Starbucks leveraged AI-powered MarTech to improve its marketing processes significantly through its loyalty card and mobile app. With 17 million loyalty card members, Starbucks used AI to analyze customer data, including purchase history, location, and preferences, to provide personalized offers and recommendations.
Integrating AI into their loyalty app aimed to provide a more personalized experience, encourage repeat purchases, and increase customer loyalty. This was in response to negative press and franchise issues Starbucks had faced.
Starbucks developed an AI-powered engine that utilized customer data to generate personalized marketing messages. This engine analyzed preferences and purchase behaviour and was integrated with the mobile app. This allowed Starbucks to deliver customized offers and recommendations directly to customers' smartphones.
Implementing the AI-powered personalization engine significantly increased customer engagement with the mobile app and loyalty program. Starbucks reported a massive 40% increase in customer sales in the loyalty program. The personalized offers and recommendations increased customer loyalty, visits frequency, and spending per visit.
This case study shows how Starbucks leveraged AI-powered MarTech to improve customer experience, increase sales, and optimize marketing efforts. By analyzing customer data and delivering personalized offers and recommendations, Starbucks was able to engage customers and utilize the underutilized data within its marketing processes.
When using AI in marketing, it is essential to consider the ethical implications and comply with regulations to maintain customer trust. This includes:
Adhering to data privacy regulations such as GDPR requires consent for data collection and gives users the right to access, rectify, and delete their data.
They acknowledge the potential for bias and unfairness in AI tools and ensure that marketing tools and outputs do not discriminate against any particular group.
They are being transparent about the use of AI in marketing communications and how consumer data is being used, and offering consumers the option to opt out of AI-driven personalized marketing.
They respect consumer preferences and choices by avoiding invasive or manipulative marketing tactics and obtaining informed consent before collecting and using their data.
I am working towards inclusive marketing practices by ensuring that AI content created or used is accessible to individuals with disabilities and different languages.
I respect intellectual property rights when using AI to create marketing content.
It is also essential to be mindful of the legal implications of using AI-generated content and ensure compliance with copyright laws.
In conclusion, integrating AI into a MarTech stack requires careful consideration of ethical principles and compliance with relevant regulations. Marketers should prioritize consumer privacy, transparency, fairness, accessibility, and intellectual property considerations.

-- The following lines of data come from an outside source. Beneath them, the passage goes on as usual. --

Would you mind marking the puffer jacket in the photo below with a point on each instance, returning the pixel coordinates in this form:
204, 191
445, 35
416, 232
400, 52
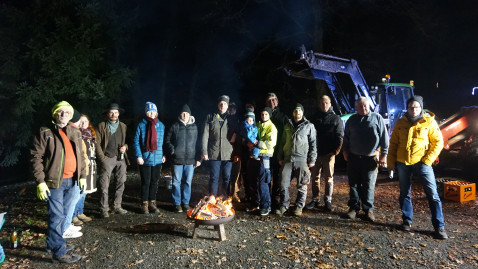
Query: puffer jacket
216, 138
267, 138
298, 143
48, 155
411, 144
181, 142
150, 158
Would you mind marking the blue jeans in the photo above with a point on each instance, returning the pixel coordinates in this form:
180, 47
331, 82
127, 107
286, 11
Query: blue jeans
59, 201
182, 178
362, 173
217, 169
427, 179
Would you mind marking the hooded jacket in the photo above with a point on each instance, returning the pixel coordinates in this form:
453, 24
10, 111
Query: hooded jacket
411, 144
181, 142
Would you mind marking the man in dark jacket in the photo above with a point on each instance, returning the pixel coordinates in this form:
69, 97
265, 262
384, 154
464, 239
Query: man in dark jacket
59, 168
181, 147
297, 153
330, 134
111, 154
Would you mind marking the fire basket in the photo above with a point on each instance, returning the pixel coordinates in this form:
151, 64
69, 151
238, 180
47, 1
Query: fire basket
212, 212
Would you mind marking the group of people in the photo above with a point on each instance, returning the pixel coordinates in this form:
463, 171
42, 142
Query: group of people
267, 155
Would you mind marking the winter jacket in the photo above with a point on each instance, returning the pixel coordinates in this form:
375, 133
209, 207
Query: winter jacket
267, 138
181, 142
412, 143
48, 155
150, 158
330, 132
298, 142
216, 138
102, 136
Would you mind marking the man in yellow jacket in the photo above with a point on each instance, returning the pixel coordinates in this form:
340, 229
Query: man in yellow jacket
415, 143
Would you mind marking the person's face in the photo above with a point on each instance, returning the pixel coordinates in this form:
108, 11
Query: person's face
151, 114
62, 117
414, 109
324, 104
272, 102
363, 108
113, 115
184, 116
222, 106
298, 114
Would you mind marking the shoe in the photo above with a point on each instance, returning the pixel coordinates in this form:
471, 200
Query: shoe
144, 207
120, 211
441, 233
152, 207
84, 218
76, 221
264, 211
67, 258
370, 216
351, 214
406, 226
313, 204
298, 211
186, 207
68, 234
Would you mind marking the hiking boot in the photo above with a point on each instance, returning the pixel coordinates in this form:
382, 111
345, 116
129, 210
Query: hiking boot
152, 207
313, 204
84, 218
67, 258
76, 221
370, 216
298, 211
144, 207
441, 233
120, 211
351, 214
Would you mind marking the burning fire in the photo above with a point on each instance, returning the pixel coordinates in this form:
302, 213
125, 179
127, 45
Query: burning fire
211, 208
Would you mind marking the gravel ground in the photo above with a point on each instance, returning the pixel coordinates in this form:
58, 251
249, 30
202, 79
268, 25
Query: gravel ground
315, 240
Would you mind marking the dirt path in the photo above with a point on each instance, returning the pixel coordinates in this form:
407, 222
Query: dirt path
315, 240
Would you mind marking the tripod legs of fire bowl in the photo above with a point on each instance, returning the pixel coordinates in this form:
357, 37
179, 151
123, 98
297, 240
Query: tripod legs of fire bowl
219, 228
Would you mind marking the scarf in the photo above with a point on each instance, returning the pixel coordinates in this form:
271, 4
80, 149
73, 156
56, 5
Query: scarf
112, 126
151, 135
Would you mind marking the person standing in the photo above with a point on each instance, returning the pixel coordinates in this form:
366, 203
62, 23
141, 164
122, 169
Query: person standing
59, 169
148, 146
297, 153
112, 156
181, 146
365, 137
216, 147
415, 144
330, 133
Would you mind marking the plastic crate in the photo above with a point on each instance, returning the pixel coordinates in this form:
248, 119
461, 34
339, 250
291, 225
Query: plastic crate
459, 191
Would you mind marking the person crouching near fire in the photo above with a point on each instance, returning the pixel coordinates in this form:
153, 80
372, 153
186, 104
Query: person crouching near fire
415, 144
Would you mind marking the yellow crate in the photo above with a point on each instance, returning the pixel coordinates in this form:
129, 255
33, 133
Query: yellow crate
459, 191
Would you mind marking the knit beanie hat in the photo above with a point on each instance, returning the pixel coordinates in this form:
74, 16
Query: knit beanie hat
416, 98
150, 107
76, 116
186, 109
62, 104
224, 98
249, 114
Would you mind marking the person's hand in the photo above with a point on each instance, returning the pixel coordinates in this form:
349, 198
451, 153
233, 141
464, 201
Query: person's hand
43, 191
82, 184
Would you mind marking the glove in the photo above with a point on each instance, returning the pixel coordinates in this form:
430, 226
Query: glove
42, 191
82, 184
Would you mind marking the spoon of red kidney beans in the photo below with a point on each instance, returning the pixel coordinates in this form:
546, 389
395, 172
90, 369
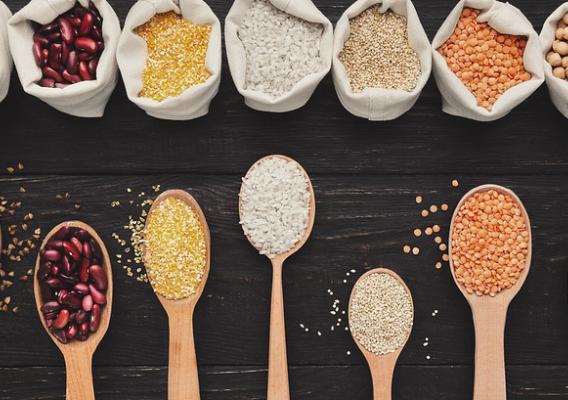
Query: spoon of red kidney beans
68, 49
73, 284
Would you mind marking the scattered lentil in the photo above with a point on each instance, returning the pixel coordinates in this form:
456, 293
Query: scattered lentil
486, 61
280, 48
177, 50
274, 203
377, 53
381, 313
176, 254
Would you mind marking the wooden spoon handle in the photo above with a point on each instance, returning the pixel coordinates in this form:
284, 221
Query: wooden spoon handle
278, 386
490, 380
79, 367
382, 371
183, 378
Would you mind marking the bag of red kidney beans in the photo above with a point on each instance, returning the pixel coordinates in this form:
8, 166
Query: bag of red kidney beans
65, 54
5, 57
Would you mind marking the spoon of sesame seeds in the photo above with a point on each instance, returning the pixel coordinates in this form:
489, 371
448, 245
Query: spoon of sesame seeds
277, 213
381, 314
490, 256
177, 258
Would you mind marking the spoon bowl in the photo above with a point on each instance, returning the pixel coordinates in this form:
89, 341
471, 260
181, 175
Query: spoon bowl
278, 382
490, 314
381, 366
78, 355
183, 379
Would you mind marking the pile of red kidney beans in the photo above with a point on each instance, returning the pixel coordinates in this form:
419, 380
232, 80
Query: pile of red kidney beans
68, 49
73, 284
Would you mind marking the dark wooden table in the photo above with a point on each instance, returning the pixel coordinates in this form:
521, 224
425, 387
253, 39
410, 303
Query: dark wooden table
366, 176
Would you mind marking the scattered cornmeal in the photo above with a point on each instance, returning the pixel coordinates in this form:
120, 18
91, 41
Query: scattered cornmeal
380, 313
177, 50
175, 253
486, 61
377, 53
490, 241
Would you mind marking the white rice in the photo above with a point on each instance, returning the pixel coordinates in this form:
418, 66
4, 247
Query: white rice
274, 203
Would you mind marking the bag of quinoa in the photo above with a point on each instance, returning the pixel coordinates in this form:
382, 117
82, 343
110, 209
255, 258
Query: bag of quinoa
5, 57
371, 81
554, 32
158, 90
278, 51
508, 32
78, 70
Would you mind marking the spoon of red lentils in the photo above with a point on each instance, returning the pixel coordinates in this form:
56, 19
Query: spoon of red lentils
490, 256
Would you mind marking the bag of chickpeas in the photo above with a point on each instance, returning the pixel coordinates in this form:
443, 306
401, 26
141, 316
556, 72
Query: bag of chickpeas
487, 59
382, 58
5, 57
65, 53
554, 40
169, 56
278, 51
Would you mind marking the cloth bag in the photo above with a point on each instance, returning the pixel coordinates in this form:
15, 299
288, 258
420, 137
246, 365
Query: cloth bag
505, 18
558, 88
133, 52
379, 104
5, 57
236, 56
83, 99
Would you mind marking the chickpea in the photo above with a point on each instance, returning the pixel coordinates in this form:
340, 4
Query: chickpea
554, 59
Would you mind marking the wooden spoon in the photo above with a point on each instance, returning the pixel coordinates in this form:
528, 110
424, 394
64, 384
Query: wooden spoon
490, 317
382, 366
79, 355
183, 378
278, 384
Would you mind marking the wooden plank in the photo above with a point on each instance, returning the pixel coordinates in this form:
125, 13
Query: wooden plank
362, 222
322, 136
311, 382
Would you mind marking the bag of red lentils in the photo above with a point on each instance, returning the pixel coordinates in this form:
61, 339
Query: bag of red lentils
380, 98
278, 51
71, 71
556, 29
5, 57
487, 59
181, 84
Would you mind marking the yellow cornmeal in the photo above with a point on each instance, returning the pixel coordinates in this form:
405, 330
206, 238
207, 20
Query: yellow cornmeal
175, 249
177, 50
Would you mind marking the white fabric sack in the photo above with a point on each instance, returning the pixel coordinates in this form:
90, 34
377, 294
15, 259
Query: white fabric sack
83, 99
133, 52
505, 18
5, 57
558, 88
302, 91
379, 104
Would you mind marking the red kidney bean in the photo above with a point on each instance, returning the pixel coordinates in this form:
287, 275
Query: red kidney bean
87, 23
87, 303
98, 276
71, 331
71, 251
62, 319
52, 255
86, 44
95, 319
84, 71
38, 54
67, 30
98, 296
47, 82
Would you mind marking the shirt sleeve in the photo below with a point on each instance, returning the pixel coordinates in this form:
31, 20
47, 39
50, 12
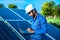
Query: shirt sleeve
43, 26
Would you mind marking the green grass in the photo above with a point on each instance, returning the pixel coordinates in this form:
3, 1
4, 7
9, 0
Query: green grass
55, 22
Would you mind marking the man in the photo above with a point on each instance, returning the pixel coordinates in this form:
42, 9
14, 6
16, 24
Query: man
39, 23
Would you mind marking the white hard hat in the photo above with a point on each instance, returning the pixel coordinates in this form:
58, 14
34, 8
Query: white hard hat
29, 8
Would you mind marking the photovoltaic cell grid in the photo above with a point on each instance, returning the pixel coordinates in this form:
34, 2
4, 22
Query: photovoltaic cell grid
8, 15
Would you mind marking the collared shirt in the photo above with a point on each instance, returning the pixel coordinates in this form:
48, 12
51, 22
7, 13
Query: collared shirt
39, 24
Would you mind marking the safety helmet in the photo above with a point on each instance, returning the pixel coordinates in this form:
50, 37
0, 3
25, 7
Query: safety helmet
29, 8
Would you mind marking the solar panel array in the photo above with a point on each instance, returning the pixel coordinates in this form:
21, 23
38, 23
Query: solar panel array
13, 19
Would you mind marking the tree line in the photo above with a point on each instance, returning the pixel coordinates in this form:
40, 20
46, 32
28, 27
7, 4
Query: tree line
50, 9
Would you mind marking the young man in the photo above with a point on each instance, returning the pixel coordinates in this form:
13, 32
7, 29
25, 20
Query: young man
39, 23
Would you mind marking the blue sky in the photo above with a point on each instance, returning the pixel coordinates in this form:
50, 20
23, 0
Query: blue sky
22, 3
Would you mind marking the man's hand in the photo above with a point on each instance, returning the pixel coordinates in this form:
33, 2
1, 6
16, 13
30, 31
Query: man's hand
30, 30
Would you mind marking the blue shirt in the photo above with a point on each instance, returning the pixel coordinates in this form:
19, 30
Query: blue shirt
39, 24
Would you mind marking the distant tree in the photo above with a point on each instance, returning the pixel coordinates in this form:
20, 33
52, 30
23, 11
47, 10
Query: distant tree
12, 6
47, 8
58, 9
1, 6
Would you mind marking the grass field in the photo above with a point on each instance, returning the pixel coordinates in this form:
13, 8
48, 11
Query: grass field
55, 22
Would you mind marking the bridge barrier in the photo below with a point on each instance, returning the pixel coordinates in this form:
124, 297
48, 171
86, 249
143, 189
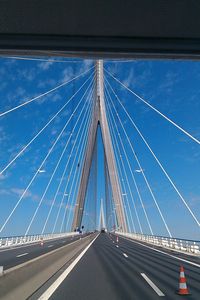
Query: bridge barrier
6, 242
188, 246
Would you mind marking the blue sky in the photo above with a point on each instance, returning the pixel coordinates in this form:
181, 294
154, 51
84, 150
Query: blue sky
170, 86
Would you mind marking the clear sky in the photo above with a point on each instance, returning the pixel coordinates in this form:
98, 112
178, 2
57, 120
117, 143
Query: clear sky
170, 86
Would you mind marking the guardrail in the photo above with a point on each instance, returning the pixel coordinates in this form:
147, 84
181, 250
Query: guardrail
188, 246
29, 239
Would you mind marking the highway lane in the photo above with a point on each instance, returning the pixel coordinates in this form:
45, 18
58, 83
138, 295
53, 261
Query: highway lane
119, 273
12, 257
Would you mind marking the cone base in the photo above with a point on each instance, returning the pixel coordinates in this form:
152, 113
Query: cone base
183, 293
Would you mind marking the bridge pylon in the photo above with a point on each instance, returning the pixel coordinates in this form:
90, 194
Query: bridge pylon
100, 118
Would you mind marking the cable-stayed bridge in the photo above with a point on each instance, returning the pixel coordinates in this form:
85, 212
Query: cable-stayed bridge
59, 251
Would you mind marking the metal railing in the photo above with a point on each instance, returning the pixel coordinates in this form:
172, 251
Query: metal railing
188, 246
6, 242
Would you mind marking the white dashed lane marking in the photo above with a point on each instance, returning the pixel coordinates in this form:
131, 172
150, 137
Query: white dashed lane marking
21, 254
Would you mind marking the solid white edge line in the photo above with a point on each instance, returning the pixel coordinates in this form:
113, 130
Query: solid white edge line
152, 285
47, 294
159, 251
22, 254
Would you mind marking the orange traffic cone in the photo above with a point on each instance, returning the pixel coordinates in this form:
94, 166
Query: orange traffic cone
183, 290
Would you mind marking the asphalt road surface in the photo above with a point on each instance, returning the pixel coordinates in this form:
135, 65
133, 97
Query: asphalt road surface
15, 256
127, 270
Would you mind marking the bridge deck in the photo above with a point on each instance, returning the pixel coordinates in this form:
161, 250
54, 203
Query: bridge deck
110, 272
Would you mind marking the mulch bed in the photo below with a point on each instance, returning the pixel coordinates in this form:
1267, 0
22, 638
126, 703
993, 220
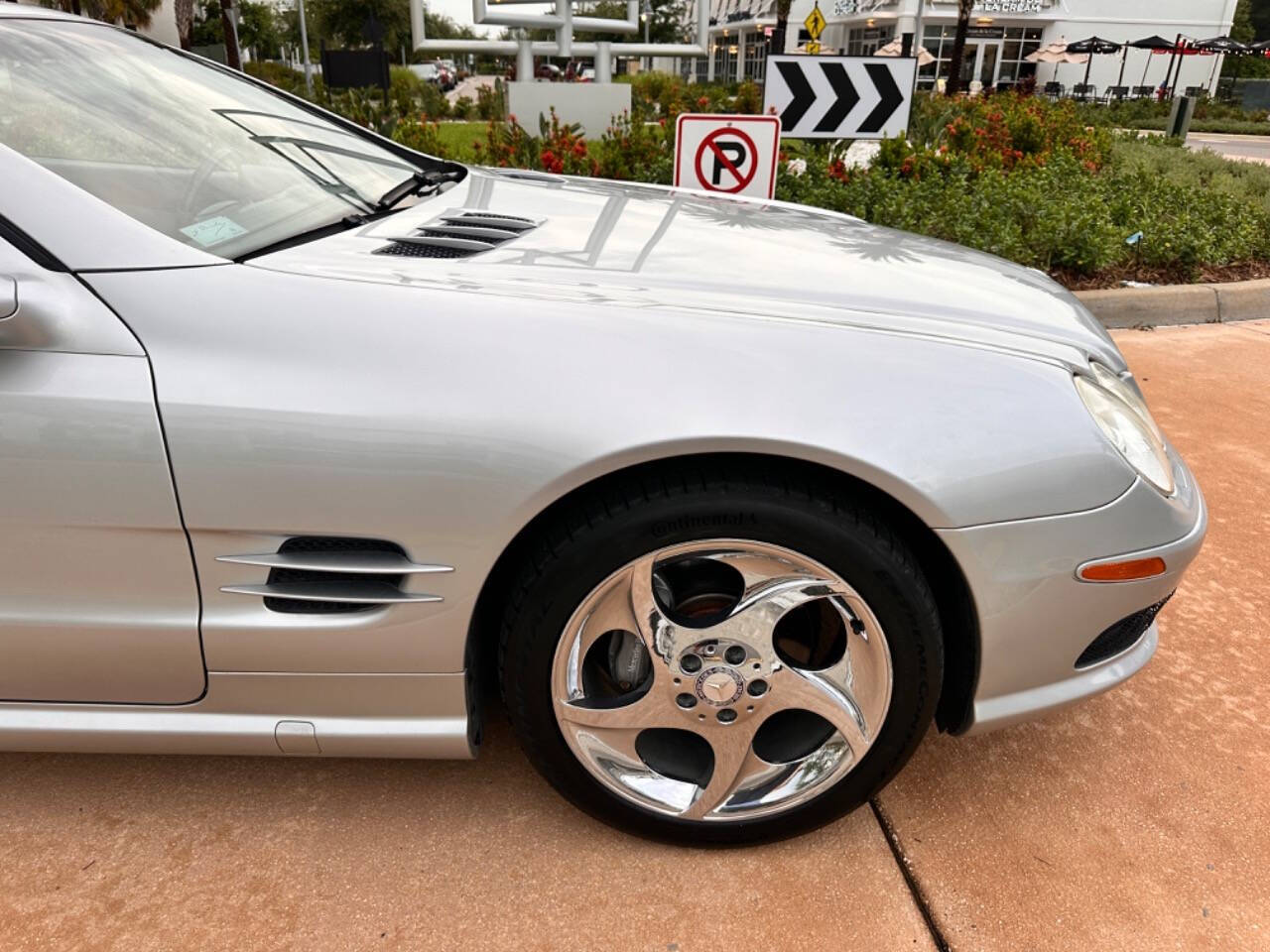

Explore how AI-powered content generation boosts campaigns through personalization, scalability, and optimization across channels, with real-time monitoring, SEO-friendly tweaks, and language localization for global reach.
Explore ai-powered seo and content marketing platforms like MarketMuse and Surfer seo that analyze top content for keywords and provide structure, keyword, and readability recommendations to boost rankings.
Boost email marketing with optimization tools Phrasee and Persado, analyzing past campaigns to generate optimized subject lines, content styles, and calls to action to boost open and conversion rates.
Discover how visual content optimization tools use generative AI to resize and tailor designs for Instagram, LinkedIn, and stories, while suggesting improvements and campaign-aligned visual styles.
Avoid overreliance on AI-generated content to preserve brand authenticity and individuality; blend AI with human-crafted materials, monitor results, ensure personalization, and maintain the human touch in marketing.
Explore ai-powered ab testing with automation, predictive modeling, and personalization to accelerate data analysis, optimize landing pages, and enable real-time, continuous learning across campaigns and platforms such as Optimizely.
Netflix uses AI-powered A/B testing at large scale to personalize recommendations and optimize thumbnails and interfaces, revealing data-driven improvements that boost engagement and subscriber retention.
Exploring the intersection between innovation and consumer experience
Examining how people interact with marketing campaigns
Understanding the impact of AI in this context
Today, marketers have access to vast data and technology to understand consumer behaviour better. One key technology impacting consumer trust is Artificial Intelligence (AI). Here are some current statistics and insights on AI's influence:
75% of consumers have used AI tools like ChatGPT, showing broad awareness and acceptance of AI.
Consumer familiarity and comfort with AI have significantly increased, with expectations for AI-driven interactions and personalized experiences.
75% of consumers already use AI daily, pushing marketers to align their strategies with evolving consumer expectations.
Only 51% of consumers reported positive experiences with AI-driven personalization, indicating that customer perception and education about AI usage can be improved.
63% of consumers claim they can detect when AI is used, signalling a growing awareness of AI in marketing communications and the need for transparency.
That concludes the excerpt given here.